Magyar was also in tune with her community’s concerns— including uproar about the bond’s proposed consolidation of four cherished neighborhood elementary schools into one.
“Parents were very hesitant at the thought of closing their elementary schools to build one or two brand new buildings,”she says. “Many parents had gone to those schools. They moved back so their kids could go to those schools. There was this whole cultural heritage piece we had to figure out.”
Most of the buildings in BBH were upwards of 60 years old—and the district hadn’t passed a bond in nearly 15 years. The BBH team knew that to ease their community’s apprehensions, they’d have to open their eyes to the possibilities of a brand new facility. “So we packed a school bus with about 50 adults—community members, business leaders, parents, teachers—and we took them to a recent new build in a local district down the street,” Magyar says. The tour of the “brand spankin’ new” building was open to anyone who wanted to attend—and not all of them were in favor of the bond measure. “Some of it was taking some of the naysayers on purpose,” she says. “Probably half of that bus wasn’t in support.”
But the tour had exactly the effect Magyar had hoped. “Once parents and community members saw what a new building could look like, they said, Yeah, forget our community schools. We want our kids to be educated in something like this,” she tells us. “I had the support of all 50 by the time we left that trip.
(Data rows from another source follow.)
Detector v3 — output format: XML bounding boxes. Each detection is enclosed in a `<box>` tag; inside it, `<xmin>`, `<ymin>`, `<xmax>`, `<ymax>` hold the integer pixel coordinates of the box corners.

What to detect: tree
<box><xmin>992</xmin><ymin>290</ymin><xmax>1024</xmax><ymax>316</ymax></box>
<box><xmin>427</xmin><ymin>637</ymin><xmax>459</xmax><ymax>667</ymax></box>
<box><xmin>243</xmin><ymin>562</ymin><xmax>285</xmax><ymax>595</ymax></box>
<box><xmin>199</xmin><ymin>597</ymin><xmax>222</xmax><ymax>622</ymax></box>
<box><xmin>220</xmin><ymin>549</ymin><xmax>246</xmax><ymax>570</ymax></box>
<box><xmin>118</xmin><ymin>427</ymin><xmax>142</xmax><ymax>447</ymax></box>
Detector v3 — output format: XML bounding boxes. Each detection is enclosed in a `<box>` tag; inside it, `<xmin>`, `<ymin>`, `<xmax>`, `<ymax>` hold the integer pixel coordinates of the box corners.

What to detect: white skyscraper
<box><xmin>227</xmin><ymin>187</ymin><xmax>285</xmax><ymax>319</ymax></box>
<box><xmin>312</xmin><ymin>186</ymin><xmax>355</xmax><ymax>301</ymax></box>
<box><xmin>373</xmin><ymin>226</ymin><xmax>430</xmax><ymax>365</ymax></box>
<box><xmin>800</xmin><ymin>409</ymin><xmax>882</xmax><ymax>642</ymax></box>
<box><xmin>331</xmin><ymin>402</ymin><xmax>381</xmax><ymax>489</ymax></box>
Allowing this group from the community to walk through and put their eyes on what a new build looked like—that was the catalyst to spark the support we had for going forward with the bond issue.”
For Magyar, it all comes back to understanding your audience. “You need to know your community, and know what they know,” she says. “Ours didn’t know what a new build looked like, so I had to create that experience for them.”
Don't lose the relationships you build during the campaign.
That May, despite the major time crunch, Magyar and the BBH team passed their bond with a 56% approval rating. Today, as construction projects get off the ground, they’re working to keep their community involved.
For one, they’ve continued to hold coffee talks—albeit not quite so many. “We don’t want people to think that we’re just wanting to have those intimate conversations when we need something,” Magyar says. “It’s really important to model that you’re transparent, that you want people to feel that they can talk to you even when you don’t need money.” Magyar also provides frequent construction updates through The Buzz, a bond-specific newsletter named for the district’s mascot, the Bees.
Magyar also works to keep the personal relationships she’s built with her community strong. “Everyone who helped with the bond in any way, shape, or form got a personal note from me, along with a small token of our appreciation,” Magyar says—paid for with raised funds, not public dollars, of course. “And not through the mail—I went out and personally delivered all those to their homes.” It all goes back to the intimacy that made the coffee talks so special.
Going forward, BBH’s focus is the same as it’s always been: giving students a great education. “We’re in the business of kids,” says Magyar. “We’re only as good as our kids are in the community, and one of the business models for a school district is: How do you sustain your community? How do you get kids to come back and want to have their kids raised here? It’s by giving them a great experience in their schools.”